J. B. Bossuet (1627-1704) évêque de Meaux Oeuvres complètes (F. Lachat Louis Vivès, Éditeur Paris 1862) Rendre à César ce qui est à César, et à Dieu ce qui est à Dieu
« Est-il permis de payer le tribut à César ? » Le peuple juif s’était nourri dans cette pensée qu'il ne pouvait pas être assujetti à des infidèles. Les Romains avaient occupé la Judée, et avaient même réuni à leur empire une grande partie du royaume qu'ils avaient donné autrefois à Hérode et à sa famille. Jérusalem était elle-même dans cette sujétion; et il y avait un gouverneur qui commandait au nom de César, et faisait payer les tributs qu'on lui devait.
Si Jésus eût décidé contre le tribut, « ils le livraient aussitôt, comme dit saint Luc, entre les mains du gouverneur : » et s'il disait qu'il fallait payer, ils le décrieraient parmi le peuple comme un flatteur des gentils et de l'empire infidèle. Mais il leur ferme la bouche : premièrement, en leur faisant voir qu'il connaissait leur malice : secondement, par une réponse qui ne laisse aucune réplique. « Hypocrites, pourquoi me tentez-vous? Hypocrites : » vous faites paraître un faux zèle pour la liberté du peuple de Dieu contre l'empire infidèle, et vous couvrez de ce beau prétexte le dessein de perdre un innocent : mais « donnez-moi la pièce d'argent dont on paie le tribut : » je ne veux que cela pour vous confondre. « De qui est cette image et cette inscription ? — De César. » — Vous voilà donc convaincus de la possession où était César de la puissance publique, et de votre propre acquiescement, et de celui de tout le peuple. Qu'avez-vous donc à répondre? Si vous reconnaissez César pour votre prince ; si vous vous servez de sa monnaie, et que son image intervienne dans tous vos contrats, en sorte qu'il soit constant que vous faites sous son autorité tout le commerce de la vie humaine, pouvez-vous vous exempter des charges publiques, et refusera César la reconnaissance qu'on doit naturellement à la puissance légitime pour la protection qu'on en reçoit? « Rendez donc à César ce qui est à César : » reconnaissez son empreinte : payez-lui ce qui lui est dû : payez-le, dis-je, par cette monnaie à qui lui seul donne cours : ou renoncez au commerce et en même temps au repos public, ou reconnaissez celui par qui vous en jouissez. «
Et à Dieu ce qui est à Dieu. » Par cette parole il fait deux choses : la première, c'est qu'il décide que se soumettre aux ordres publics, c'est se soumettre à l'ordre de Dieu qui établit les empires ; la seconde, c'est qu'il renferme les ordres publics dans leurs bornes légitimes. « A César ce qui est à César : » car Dieu même l'ordonne ainsi pour le bien des choses humaines : mais en même temps, « à Dieu ce qui est à Dieu : » son culte et l'obéissance à la loi qu'il vous a donnée.
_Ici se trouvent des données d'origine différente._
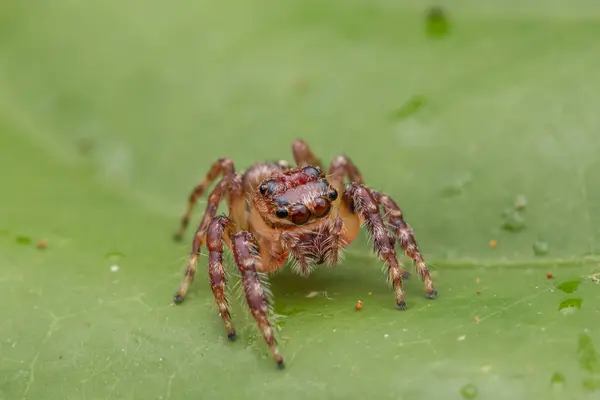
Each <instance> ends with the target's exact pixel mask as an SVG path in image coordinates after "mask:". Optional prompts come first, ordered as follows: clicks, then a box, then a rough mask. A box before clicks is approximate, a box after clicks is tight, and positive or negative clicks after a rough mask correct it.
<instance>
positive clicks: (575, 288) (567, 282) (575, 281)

Car voilà ce qu'il se réserve, et il a laissé tout le reste à la dispensation du gouvernement public. Il épuise la difficulté par cette réponse ; et non seulement il répond au cas qu'ils lui proposaient par un principe certain dont ils ne pouvaient disconvenir, mais encore il prévient l'objection secrète qu'on lui pouvait faire : Si vous ordonnez d'obéir sans bornes à un prince ennemi de la vérité, que deviendra la religion? Mais cette difficulté ne subsiste plus, puisqu'on rendant à César ce que Dieu a mis sous son ressort, en même temps il réserve à Dieu ce que Dieu s'est réservé, c'est-à-dire la religion et la conscience. « Et ils s'en allèrent confus : et ils admirèrent sa réponse , » où il réglait tout ensemble et les peuples et les Césars, sans que personne put se plaindre.